Плум улыбнулся — наспех, с трудом, но все ж угодливо.
— А, ваша светлость! — воскликнул он.
— Идите к черту, — ответил герцог.
Обменявшись любезностями, они разошлись; но вдруг Плума осенило. До сей поры он хотел отыграть свои деньги, теперь понял, что есть способ попроще. Где-то у герцога лежат триста фунтов, принадлежавшие ему, Плуму, а сам герцог ушел. Зайди и возьми, чего легче!
Плум был толстоват, но двигался быстро. Словно резиновый мячик, долетел он до двери и только там догадался, что мог не спешить.

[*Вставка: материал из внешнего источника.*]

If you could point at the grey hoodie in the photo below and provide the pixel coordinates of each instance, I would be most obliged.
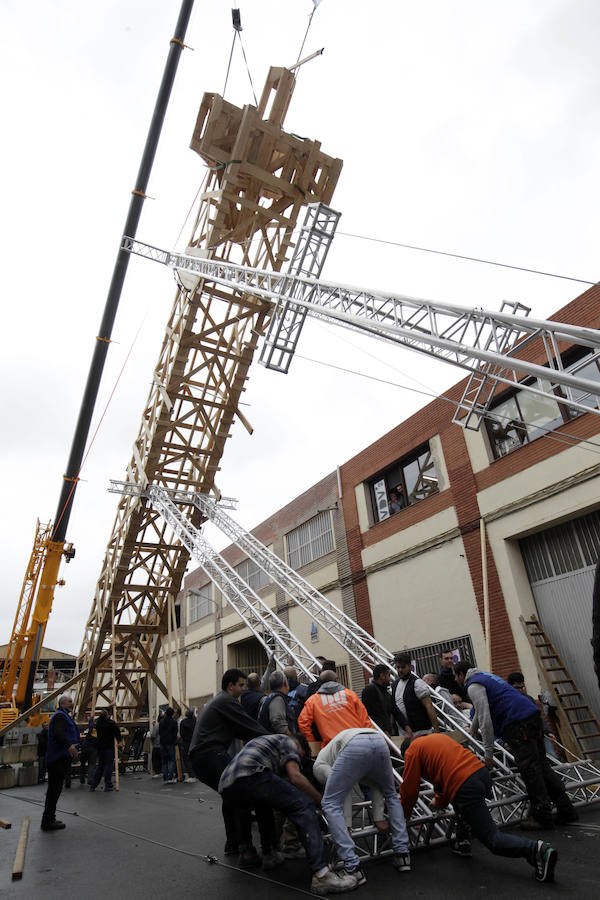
(482, 720)
(330, 687)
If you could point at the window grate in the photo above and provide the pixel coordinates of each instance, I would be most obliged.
(310, 540)
(252, 574)
(427, 657)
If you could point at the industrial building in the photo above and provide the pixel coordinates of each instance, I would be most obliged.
(394, 537)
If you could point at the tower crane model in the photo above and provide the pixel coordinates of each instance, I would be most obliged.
(231, 293)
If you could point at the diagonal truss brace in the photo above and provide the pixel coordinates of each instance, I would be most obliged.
(273, 634)
(482, 342)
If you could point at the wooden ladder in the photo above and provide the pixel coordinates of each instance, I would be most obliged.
(577, 720)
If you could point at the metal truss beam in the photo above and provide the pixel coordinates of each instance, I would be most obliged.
(495, 347)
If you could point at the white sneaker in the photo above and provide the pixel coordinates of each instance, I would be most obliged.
(332, 883)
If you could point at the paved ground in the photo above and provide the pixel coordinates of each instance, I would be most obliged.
(150, 840)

Да, герцог был занят, но не забыл повернуть ключ в замке.
Многие растерялись бы, многие — но не Пудинг. В конце концов, можно войти и с газона, а в такой теплый вечер дверь, наверное, открыта. Пробежавшись до выхода и обогнув угол, пыхтящий и пурпурный сыщик узнал, что он не прав.
Поражение свое он принял. Да, в Лондоне были люди, которым хватило бы проволоки, чтобы соорудить отмычку, но он не принадлежал к их числу. Смирившись, словно Моисей, взиравший на Землю обетованную, он приник к стеклу. Комната лежала перед ним, но с таким же успехом она могла отстоять на многие мили. Он смотрел и страдал, пока другая дверь не открылась и не вошел герцог.
Оставалось удалиться, как вдруг где-то рядом во тьме кто-то запел песню о Лох-Ломонде. Когда, распугав птиц на деревьях, припев закончился, стеклянная дверь распахнулась и на газон, словно снаряд, вылетел герцог, громко крича: «Эй вы!» Для Плума то была песня, для герцога — нечто большее.
Да, большее. Он понял сразу, что Бакстер пытается привлечь его внимание. Почему он избрал такой способ — неясно, но размышлять некогда. Быть может, ему пришлось общаться с хозяином тайно и косвенно, кто его знает! Когда-то в детстве герцог читал, что заговорщики подражают уханью совы.
— Эй! — крикнул он. — Где вы там? Где вы, черт вас дери?